HL7 BPS_O29 Blood Product Dispense Status

HL7 message structure BPS_O29 groups and segments from HL7 v2.5.1 Hide structure

These are the generated groups and segments for the version selected at the top of the page. The article explains the workflow, and this panel follows the chosen HL7 version.

Message Structure

SegmentNameRequiredRepeatable
Message Header Yes No
Software Segment No Yes
Notes and Comments No Yes
BPS_O29.PATIENT
Patient group No No
Patient Identification Yes No
Patient Additional Demographic No No
Notes and Comments No Yes
BPS_O29.PATIENT_VISIT
Patient Visit group No No
Patient Visit Yes No
Patient Visit - Additional Information No No
BPS_O29.ORDER
Order group Yes Yes
Common Order Yes No
BPS_O29.TIMING
Timing group No Yes
Timing/Quantity Yes No
Timing/Quantity Relationship No Yes
Blood product order Yes No
Notes and Comments No Yes
BPS_O29.PRODUCT
Product group No Yes
Blood product dispense status Yes No
Notes and Comments No Yes

BPS_O29 reports the dispense status of blood products. It sits after the blood product order workflow and before final transfusion or disposition. The blood bank or transfusion service uses it to tell the placer what has been crossmatched, prepared, issued, dispensed, returned, or otherwise changed in pre-transfusion handling.

This message exists because ordinary order and observation messages do not carry enough blood product detail. A receiver often needs the donation ID, component code, blood group, expiration, product status, dispensing location, and person-to-person handoff details. That detail lives mostly in BPX.

A small BPS O29 example

MSH|^~\&|BLOODBANK|CITYHOSP|EHR|CITYHOSP|20260717143500||BPS^O29^BPS_O29|BPS290001|P|2.5.1 PID|1||123456^^^CITYHOSP^MR||Smith^Jane^Anne^^Ms^^L||19800314|F PV1|1|I|WARD3^312^A^CITYHOSP ORC|SC|BPORD7001^EHR|BBK8801^BLOODBANK||||||20260717143000 TQ1|1||||||20260717150000 BPO|1|RBC^Red blood cells^L|IRR^Irradiated^HL70508~LR^Leukoreduced^HL70508|2|600|mL^milliliter^ISO+|20260717150000|BLOODBANK^^^CITYHOSP|||20260717143000|WARD3^312^A^CITYHOSP||ANEMIA^Symptomatic anemia^L|Y BPX|1|DISP^Dispensed^L|F|20260717143000|DON12345^BLOODBANK|RBC^Red blood cells^L|PATIENT^Patient use^L||||O POS^O positive^L|IRR^Irradiated^L|20260718120000|1|300|mL^milliliter^ISO+|UNIT12345^BLOODBANK|WARD3^312^A^CITYHOSP||44556^Receiver^Rita|77889^Issuer^Ivan

What workflow it represents

The sender is usually the blood bank or transfusion service. The receiver is the ordering system, transfusion documentation system, ward application, or integration engine that needs current product status. A BPS can follow an OMB_O27 order and ORB_O28 acknowledgment, but it is not just another order response. It reports product state.
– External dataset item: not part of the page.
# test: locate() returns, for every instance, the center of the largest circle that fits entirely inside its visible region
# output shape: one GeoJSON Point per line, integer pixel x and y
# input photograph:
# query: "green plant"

Pre-transfusion status is operational. Crossmatch complete, product reserved, product issued, product dispensed, and product returned are different states with different safety and inventory consequences.

How to read the structure

MSH identifies the message. Optional patient and visit context ties the status to the right patient and encounter. The required ORDER group starts with ORC, may include TQ1/TQ2, and requires BPO so the status is anchored to the original blood product request.
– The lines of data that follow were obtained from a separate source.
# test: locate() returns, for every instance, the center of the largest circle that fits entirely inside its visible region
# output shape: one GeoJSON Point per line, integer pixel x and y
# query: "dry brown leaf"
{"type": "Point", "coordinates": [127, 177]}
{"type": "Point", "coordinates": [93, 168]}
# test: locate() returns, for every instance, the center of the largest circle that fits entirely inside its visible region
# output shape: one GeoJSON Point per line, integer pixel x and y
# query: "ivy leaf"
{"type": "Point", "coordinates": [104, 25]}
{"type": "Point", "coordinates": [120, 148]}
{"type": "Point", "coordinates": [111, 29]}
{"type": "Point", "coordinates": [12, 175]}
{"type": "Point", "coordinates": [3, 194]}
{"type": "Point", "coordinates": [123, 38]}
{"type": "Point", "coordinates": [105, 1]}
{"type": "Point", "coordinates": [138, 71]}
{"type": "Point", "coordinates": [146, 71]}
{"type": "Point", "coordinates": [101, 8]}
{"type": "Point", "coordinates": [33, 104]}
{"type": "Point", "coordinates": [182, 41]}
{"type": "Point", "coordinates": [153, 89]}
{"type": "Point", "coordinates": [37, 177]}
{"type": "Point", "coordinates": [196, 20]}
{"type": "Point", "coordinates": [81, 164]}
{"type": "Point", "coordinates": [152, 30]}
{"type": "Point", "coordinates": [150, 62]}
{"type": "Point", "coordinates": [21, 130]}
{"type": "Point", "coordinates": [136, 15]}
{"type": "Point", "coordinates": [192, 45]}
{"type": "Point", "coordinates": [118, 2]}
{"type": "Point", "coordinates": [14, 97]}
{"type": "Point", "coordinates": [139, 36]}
The optional PRODUCT group repeats for each product status. BPX is the key segment. It carries dispense status, observation/message status, status time, donation ID, component, blood group, special testing, expiration, quantity, unique product ID, location, receiver, and dispensing individual.

Implementation traps

Do not collapse product identity into the order number. One order can involve multiple units, and one unit can have a donation ID, component, local unique ID, and blood bank tracking number. Keep those identifiers distinct.

Also be careful with finality. BPX status can change as the product moves through crossmatch, issue, and dispense. Downstream systems should know whether they are seeing a preliminary status update or a final state for that product movement.

Reference notes

The HL7 v2+ BPS_O29 page describes blood product dispense status messages as carrying detail not available in the general order/observation model, including donation ID, product code, blood type, expiration, and current status. HL7 terminology for blood product dispense status notes that status changes can begin when a product becomes linked to a patient and continue through dispense.